I talked about using m0n0wall as a captive portal in an environment with an extremely large number of users earlier. From what I could see remotely at the load balancer, the system appeared to be running fine, since I could see all the WAN links being used. But the manager of the apartment complex called me up to tell me that users have been complaining that they get logged out of the captive portal, and they have to re-input their passwords. This often happens in the evenings when usage peaks.
I asked the manager if the users all called at the same time to complain about this, which could indicate that m0n0wall had crashed and rebooted, thus kicking all users out from the portal. The manager wasn't sure, but he said that he gets calls every single evening.
So I drove out 100 miles to see it again, in person.

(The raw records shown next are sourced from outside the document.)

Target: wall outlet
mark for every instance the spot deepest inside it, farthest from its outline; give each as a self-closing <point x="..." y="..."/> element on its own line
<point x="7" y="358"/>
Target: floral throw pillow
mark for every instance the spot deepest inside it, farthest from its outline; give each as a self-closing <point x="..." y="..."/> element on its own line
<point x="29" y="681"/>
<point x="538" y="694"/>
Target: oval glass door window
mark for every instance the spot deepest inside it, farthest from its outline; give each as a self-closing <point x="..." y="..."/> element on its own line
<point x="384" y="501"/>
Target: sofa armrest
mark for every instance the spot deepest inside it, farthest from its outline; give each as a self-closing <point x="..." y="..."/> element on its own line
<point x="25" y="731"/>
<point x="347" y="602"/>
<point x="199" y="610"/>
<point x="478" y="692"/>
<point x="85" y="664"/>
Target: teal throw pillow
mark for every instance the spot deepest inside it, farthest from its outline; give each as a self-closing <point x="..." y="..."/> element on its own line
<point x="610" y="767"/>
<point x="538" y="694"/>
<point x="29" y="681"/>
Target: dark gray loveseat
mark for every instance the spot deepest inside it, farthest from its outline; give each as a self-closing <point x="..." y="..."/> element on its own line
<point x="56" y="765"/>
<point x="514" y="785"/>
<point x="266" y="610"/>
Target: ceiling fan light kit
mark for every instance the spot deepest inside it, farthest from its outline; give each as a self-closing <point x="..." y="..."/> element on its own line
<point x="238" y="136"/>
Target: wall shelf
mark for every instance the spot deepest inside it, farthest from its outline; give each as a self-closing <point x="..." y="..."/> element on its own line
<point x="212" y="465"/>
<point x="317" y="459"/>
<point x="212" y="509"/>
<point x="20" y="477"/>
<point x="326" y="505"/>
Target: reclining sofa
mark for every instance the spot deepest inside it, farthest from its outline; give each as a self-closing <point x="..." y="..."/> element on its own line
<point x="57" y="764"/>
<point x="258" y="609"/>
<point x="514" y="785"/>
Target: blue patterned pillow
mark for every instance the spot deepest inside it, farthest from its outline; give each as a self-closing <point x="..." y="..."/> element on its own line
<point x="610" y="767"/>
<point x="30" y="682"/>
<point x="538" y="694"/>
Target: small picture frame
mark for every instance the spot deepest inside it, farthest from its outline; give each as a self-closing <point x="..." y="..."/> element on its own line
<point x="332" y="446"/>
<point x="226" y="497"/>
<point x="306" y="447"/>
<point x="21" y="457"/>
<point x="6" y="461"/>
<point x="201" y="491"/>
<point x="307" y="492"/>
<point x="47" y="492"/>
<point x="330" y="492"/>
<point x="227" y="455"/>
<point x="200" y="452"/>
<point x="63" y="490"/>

It turns out that there still aren't that many users using the system, but those that are using, are hogging the bandwidth by running P2P software. I searched a bit and found that m0n0wall has a hard coded 30,000 connection limit (firewall states), which can't be changed unless the kernel is recompiled. It also appears that when the limit is reached, m0n0wall crashes. Hmm.
I could switch to pfSense and run it on a PC, which seems to not have any issues in this area since it has a configurable maximum states option based on the amount of RAM installed, but the current released is tagged ALPHA-ALPHA, which scares me a little bit. Or I could switch to some other system not based on m0n0wall, but I really like the captive portal, and the apartment complex people also intend to use the vouchers in m0n0wall.
So I changed the TCP idle timeout value, and gave minimum weight to P2P connections using the traffic shaper. I also remembered to set m0n0wall to allow remote access, so I don't have to drive out again if all I needed to do was look at users and change some settings.
But I forgot to take photos of the hardware setup again.